Amazon S3 at 20: How a Simple Storage Service Became the Silent Engine of Modern Data

In March 2006, Amazon announced a new service with little fanfare. A single paragraph on a 'What's New' page introduced Amazon Simple Storage Service, promising 'storage for the Internet.' The launch was so understated that the lead blog post was written hastily before a flight. Few could have predicted this service would fundamentally rewire how the world stores and uses data.

Two decades later, S3's original premise—simple PUT and GET commands—has scaled to almost incomprehensible levels. It now holds over 500 trillion objects across hundreds of exabytes. The cost, however, has moved in the opposite direction, dropping roughly 85% from its original 15 cents per gigabyte. The most telling statistic? Code written for S3 in 2006 still runs without modification today, a testament to relentless backward compatibility amid total internal reinvention.

For data and machine learning engineers, S3's evolution is particularly significant. It has shifted from a passive repository to an active data foundation. Recent additions like S3 Tables for managed Apache Iceberg, S3 Vectors for semantic search, and S3 Metadata for instant discovery are reshaping architecture. These features allow teams to work with data directly in storage, avoiding costly movement and duplication between specialized systems. The vector indexing capability alone saw 40 billion vectors ingested in its first five months after a 2025 launch.

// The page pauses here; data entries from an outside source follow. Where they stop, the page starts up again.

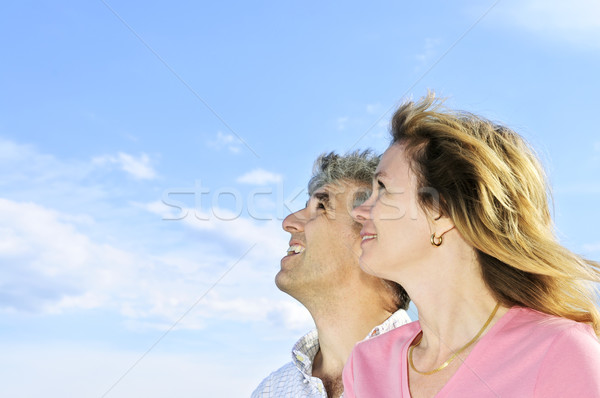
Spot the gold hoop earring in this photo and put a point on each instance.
(436, 241)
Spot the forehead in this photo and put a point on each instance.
(338, 190)
(393, 164)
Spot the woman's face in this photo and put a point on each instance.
(396, 231)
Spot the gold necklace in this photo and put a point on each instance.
(453, 357)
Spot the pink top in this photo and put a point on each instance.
(525, 354)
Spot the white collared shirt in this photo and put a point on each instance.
(295, 379)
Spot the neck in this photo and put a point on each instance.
(341, 323)
(452, 299)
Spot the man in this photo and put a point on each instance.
(321, 271)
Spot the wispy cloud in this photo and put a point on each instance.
(576, 22)
(342, 122)
(228, 141)
(51, 266)
(260, 177)
(429, 53)
(139, 168)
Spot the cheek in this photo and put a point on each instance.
(389, 208)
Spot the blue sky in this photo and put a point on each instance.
(110, 109)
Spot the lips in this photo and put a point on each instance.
(367, 236)
(295, 249)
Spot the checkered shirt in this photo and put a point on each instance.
(295, 380)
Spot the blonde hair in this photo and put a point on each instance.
(491, 184)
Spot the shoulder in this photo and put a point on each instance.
(568, 352)
(537, 326)
(282, 376)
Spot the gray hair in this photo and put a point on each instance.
(358, 167)
(331, 168)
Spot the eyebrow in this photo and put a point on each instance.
(379, 174)
(323, 197)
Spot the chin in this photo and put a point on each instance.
(366, 268)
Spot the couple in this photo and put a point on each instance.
(458, 215)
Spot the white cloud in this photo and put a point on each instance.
(260, 177)
(139, 168)
(50, 266)
(71, 370)
(576, 22)
(229, 141)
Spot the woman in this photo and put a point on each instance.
(459, 217)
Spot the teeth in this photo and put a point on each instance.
(295, 249)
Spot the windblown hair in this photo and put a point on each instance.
(356, 167)
(491, 184)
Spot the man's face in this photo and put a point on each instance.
(325, 242)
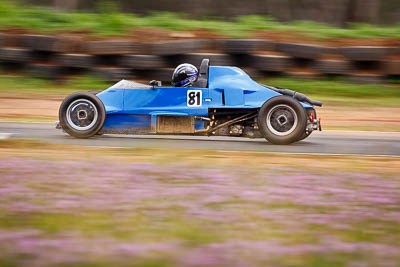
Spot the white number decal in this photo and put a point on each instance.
(194, 98)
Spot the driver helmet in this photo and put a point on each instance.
(184, 75)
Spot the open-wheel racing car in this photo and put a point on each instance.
(222, 101)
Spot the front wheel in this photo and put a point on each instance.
(282, 120)
(82, 114)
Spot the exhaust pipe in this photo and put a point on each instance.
(300, 97)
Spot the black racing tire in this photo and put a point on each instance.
(94, 92)
(82, 114)
(282, 120)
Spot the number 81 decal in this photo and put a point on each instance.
(194, 98)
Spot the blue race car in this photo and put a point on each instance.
(222, 101)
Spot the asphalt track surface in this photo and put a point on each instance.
(324, 143)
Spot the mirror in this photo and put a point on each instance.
(155, 83)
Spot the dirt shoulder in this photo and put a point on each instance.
(334, 117)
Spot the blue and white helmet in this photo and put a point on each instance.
(184, 75)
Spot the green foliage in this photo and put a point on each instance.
(110, 21)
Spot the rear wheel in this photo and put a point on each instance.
(82, 114)
(282, 120)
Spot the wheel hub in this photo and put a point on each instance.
(282, 120)
(82, 114)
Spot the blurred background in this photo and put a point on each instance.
(335, 12)
(114, 201)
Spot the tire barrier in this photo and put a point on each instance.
(332, 66)
(53, 57)
(364, 53)
(18, 55)
(83, 61)
(301, 50)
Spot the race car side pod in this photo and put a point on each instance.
(300, 97)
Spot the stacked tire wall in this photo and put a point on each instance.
(58, 57)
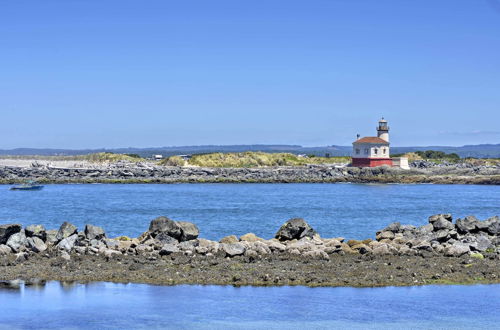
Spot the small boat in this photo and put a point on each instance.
(30, 185)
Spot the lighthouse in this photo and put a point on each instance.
(371, 151)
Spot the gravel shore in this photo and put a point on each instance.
(170, 252)
(15, 171)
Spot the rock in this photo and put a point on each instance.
(189, 231)
(295, 228)
(456, 250)
(7, 230)
(234, 249)
(494, 227)
(442, 235)
(385, 235)
(162, 238)
(169, 249)
(481, 244)
(276, 247)
(51, 236)
(143, 248)
(231, 239)
(11, 284)
(467, 225)
(109, 253)
(436, 217)
(381, 250)
(65, 256)
(17, 242)
(424, 246)
(165, 225)
(394, 227)
(443, 223)
(250, 237)
(111, 244)
(66, 230)
(67, 243)
(36, 244)
(94, 232)
(5, 250)
(316, 254)
(36, 231)
(425, 230)
(361, 248)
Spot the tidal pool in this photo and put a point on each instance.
(132, 306)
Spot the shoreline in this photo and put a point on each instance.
(171, 253)
(145, 174)
(240, 272)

Underpinning this is engineering rigor suited to planetary scale. Critical performance code is progressively rewritten in Rust for safety and speed. Formal methods mathematically prove system correctness. A fleet of microservices continuously audits every stored byte, triggering repairs at the first sign of degradation. The design philosophy turns scale into an asset: as the system grows, workloads become more decorrelated, improving reliability for all users.

As S3 enters its third decade, its role is crystallizing: to be the single, universal layer for all data and AI workloads. The goal is to store data once and enable every possible use case from that location. For engineers building the next generation of models and applications, this isn't just about cheaper storage. It's about a foundational layer that removes friction, letting them focus on what they build rather than how they manage the bits.

Source: AWS